2.5 ELISA Method for Detecting Serum IL-12 Concentration

2.5 ELISA Method for Detecting Serum IL-12 Concentration

After enucleating the mice, blood is collected in clean test tubes and allowed to clot at room temperature for 2 hours. Then, the blood is centrifuged at 1500 rpm for 10 minutes to collect the serum, which is stored at -20°C.
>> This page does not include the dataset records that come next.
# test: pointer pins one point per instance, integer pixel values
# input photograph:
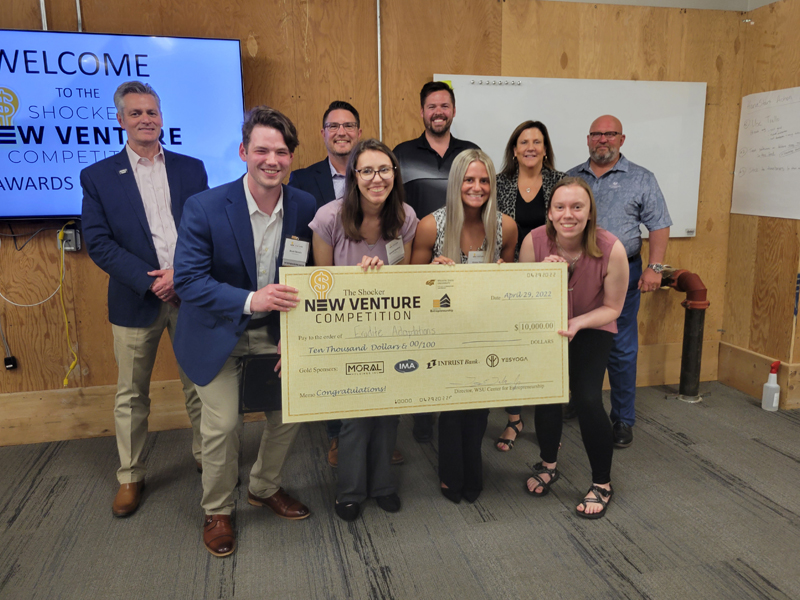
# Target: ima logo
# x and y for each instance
(443, 302)
(406, 366)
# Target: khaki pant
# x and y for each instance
(220, 423)
(135, 351)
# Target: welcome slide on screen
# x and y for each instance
(57, 113)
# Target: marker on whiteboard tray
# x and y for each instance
(772, 391)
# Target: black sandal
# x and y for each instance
(509, 443)
(601, 496)
(538, 470)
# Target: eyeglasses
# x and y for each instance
(609, 135)
(368, 173)
(334, 127)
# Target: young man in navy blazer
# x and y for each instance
(341, 130)
(132, 205)
(230, 245)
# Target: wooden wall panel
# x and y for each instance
(36, 334)
(20, 14)
(740, 274)
(420, 38)
(327, 69)
(298, 55)
(763, 263)
(772, 321)
(585, 41)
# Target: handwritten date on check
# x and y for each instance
(411, 339)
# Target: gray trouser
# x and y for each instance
(365, 458)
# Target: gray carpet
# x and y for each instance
(707, 505)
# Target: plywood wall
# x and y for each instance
(762, 265)
(298, 55)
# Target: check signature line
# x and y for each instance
(422, 335)
(513, 385)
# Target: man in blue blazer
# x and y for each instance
(132, 205)
(341, 130)
(231, 242)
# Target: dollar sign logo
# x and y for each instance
(321, 282)
(9, 103)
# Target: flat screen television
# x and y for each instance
(57, 112)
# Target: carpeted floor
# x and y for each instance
(707, 505)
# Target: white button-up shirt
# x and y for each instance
(151, 179)
(266, 241)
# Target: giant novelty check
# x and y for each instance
(411, 339)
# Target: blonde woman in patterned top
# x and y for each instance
(468, 229)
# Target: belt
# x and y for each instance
(257, 323)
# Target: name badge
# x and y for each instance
(395, 251)
(295, 252)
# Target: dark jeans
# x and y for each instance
(588, 357)
(460, 436)
(365, 458)
(622, 360)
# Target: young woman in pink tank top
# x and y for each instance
(598, 268)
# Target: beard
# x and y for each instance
(437, 130)
(605, 158)
(336, 151)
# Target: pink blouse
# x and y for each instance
(585, 292)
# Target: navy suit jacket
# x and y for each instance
(316, 180)
(215, 271)
(117, 234)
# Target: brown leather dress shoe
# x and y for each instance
(282, 504)
(333, 453)
(127, 500)
(218, 535)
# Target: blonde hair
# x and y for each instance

1. Prepare standard solutions: Set up 8 standard wells and perform serial dilutions. First, add 100 μl of sample diluent to each well, then add 100 μl of standard solution to the first well, mix well, and use a pipette to draw out 100 μl and transfer it to the second well, mix again, then draw out another 100 μl and transfer it to the third well, and continue this process until the seventh well. Finally, draw out 100 μl from the seventh well and discard it. Each well holds 100 μl, and the eighth well is the blank control group, to establish a standard curve.
2. Add 100 μl of the serum to be tested to each well, then place the plates in a 37°C incubator for 90 minutes.
3. Wash each well 3–5 times thoroughly, then pat dry on filter paper.
4. Prepare the primary antibody working solution, 50 μl per well, and seal the plates tightly with sealing tape, then incubate at 37°C for 60 minutes.
5. Wash each well 3–5 times thoroughly, then pat dry on filter paper.
6. Add 100 μl of the enzyme-labeled antibody working solution to each well, then place the plates in a 37°C incubator for 60 minutes.
7. Wash the plates as before.
8. Add 100 μl of the substrate working solution to each well, then place the plates in a 37°C incubator for 5–10 minutes.
9. Finally, add 50 μl of stop solution to terminate the reaction.
10. Place the reaction plates in the enzyme reader (450 nm) to measure the OD value, and find the concentration on the coordinate graph based on the OD value.